Outro ponto crucial para sobreviver em Azeroth é ter uma ou duas profissões dentre as disponíveis no jogo, pois elas têm forte impacto tanto na economia do servidor quanto na sobrevivência do seu personagem. Sim, você perderá um bom tempo também produzindo in-game para poder ter ouro o suficiente para jogar o PVE, o PVP ou simplesmente para tirar onda de marajá com o ouro ganho.

Falando da parte técnica, os gráficos são fiéis ao que eram em 2004, mas com a possibilidade de deixá-los mais bonitos, principalmente em questão de iluminação, detalhes dos terrenos, texturas, suporte a Widescreen e partes aquáticas. Os modelos dos personagens foram mantidos, pois tiveram diversos tipos de updates ao longo dos anos – hoje em dia Orc pode nem ser corcunda. Como tudo é muito customizável, há uma barra de qualidade gráfica que vai de 1 a 10, onde você pode ajustar absolutamente tudo. O original é muito leve, qualidade 3, mas mesmo na sua capacidade máxima (10), ainda é tranquilo jogar com seus 100 fps. Artisticamente é de tirar o fôlego.
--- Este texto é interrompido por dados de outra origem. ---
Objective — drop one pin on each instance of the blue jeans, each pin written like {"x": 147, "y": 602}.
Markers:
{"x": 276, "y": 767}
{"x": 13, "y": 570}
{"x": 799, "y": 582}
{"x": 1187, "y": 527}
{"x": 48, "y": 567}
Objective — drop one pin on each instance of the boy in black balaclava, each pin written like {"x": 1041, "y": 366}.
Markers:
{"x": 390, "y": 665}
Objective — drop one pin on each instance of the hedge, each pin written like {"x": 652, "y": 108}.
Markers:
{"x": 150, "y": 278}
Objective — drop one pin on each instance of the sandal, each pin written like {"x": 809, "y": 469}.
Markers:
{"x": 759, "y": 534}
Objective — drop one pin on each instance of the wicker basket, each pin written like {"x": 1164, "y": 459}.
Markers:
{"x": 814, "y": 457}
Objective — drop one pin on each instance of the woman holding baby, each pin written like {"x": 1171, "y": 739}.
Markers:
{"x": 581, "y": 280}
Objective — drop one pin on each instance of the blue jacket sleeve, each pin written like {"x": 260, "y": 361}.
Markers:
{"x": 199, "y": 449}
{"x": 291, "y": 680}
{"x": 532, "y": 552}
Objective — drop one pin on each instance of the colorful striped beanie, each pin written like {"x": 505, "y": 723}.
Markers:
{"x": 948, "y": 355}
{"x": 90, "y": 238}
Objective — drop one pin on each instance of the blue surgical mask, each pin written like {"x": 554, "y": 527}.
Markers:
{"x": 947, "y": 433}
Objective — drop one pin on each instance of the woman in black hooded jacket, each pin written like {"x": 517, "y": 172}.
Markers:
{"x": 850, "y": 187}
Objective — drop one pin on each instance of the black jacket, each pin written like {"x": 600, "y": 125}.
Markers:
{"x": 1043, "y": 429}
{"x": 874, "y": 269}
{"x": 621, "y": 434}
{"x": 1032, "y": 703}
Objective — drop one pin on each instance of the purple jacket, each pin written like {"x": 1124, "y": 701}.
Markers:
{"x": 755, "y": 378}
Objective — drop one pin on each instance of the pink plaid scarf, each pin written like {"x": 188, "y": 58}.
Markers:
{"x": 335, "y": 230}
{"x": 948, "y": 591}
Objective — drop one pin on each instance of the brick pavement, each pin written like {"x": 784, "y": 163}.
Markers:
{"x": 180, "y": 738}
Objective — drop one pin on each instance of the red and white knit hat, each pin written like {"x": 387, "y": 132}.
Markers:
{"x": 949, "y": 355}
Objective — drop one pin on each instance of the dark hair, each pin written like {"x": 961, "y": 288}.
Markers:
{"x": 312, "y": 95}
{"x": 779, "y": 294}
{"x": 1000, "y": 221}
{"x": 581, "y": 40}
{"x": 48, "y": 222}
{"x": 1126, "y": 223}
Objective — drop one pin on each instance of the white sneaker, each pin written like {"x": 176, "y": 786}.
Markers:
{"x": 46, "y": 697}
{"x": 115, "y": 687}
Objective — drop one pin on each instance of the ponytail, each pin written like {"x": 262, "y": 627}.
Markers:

Vale lembrar que, diferente de muitos jogos, Wow puxa tanto do processador quanto da placa de vídeo.

A pergunta que fica é: a Blizzard conseguiu atrair parte do seu público de volta, mas o que fará para mantê-lo no jogo? Afinal, o Classic tem prazo de validade. Os jogadores estão mais experientes, há mais informação sobre o jogo na internet, a quantidade de dungeons e raids não foi modificada, então é questão de tempo para que este conteúdo seja finalizado. E ela não pode perder essas assinaturas. Partir para outras expansões? Recriá-las no sistema do Classic? Lançar um novo Wow? O fato é que algo precisará ser feito e muito em breve.

VEREDITO

Olha, devo dizer que depois de brincar no Wow atual, confesso que ele está muito mais divertido do que eu lembrava quando tinha parado e que está muito mais adaptado ao meu tempo disponível hoje, treze anos depois, com família maior e emprego que exige mais. Talvez o plano da Blizzard de segurar antigos jogadores que tenham parado por falta de tempo venha a funcionar.

Jogar o World of Warcraft original depois de tantos anos, porém, foi diferente. Mais do que te entregar uma experiência totalmente hardcore de novo, divertindo pela dificuldade na conquista, é também um retorno a quem você era 15 anos atrás. Pessoas são diferentes, amizades são reerguidas, sensações são repetidas. Jamais serei o mesmo Rodrigo de 20 e poucos anos novamente, mas logar em World of Warcraft e jogá-lo como era naquela época, nem que por alguns instantes, me fez sentir um pouquinho como no passado. E foi bom pra cacete.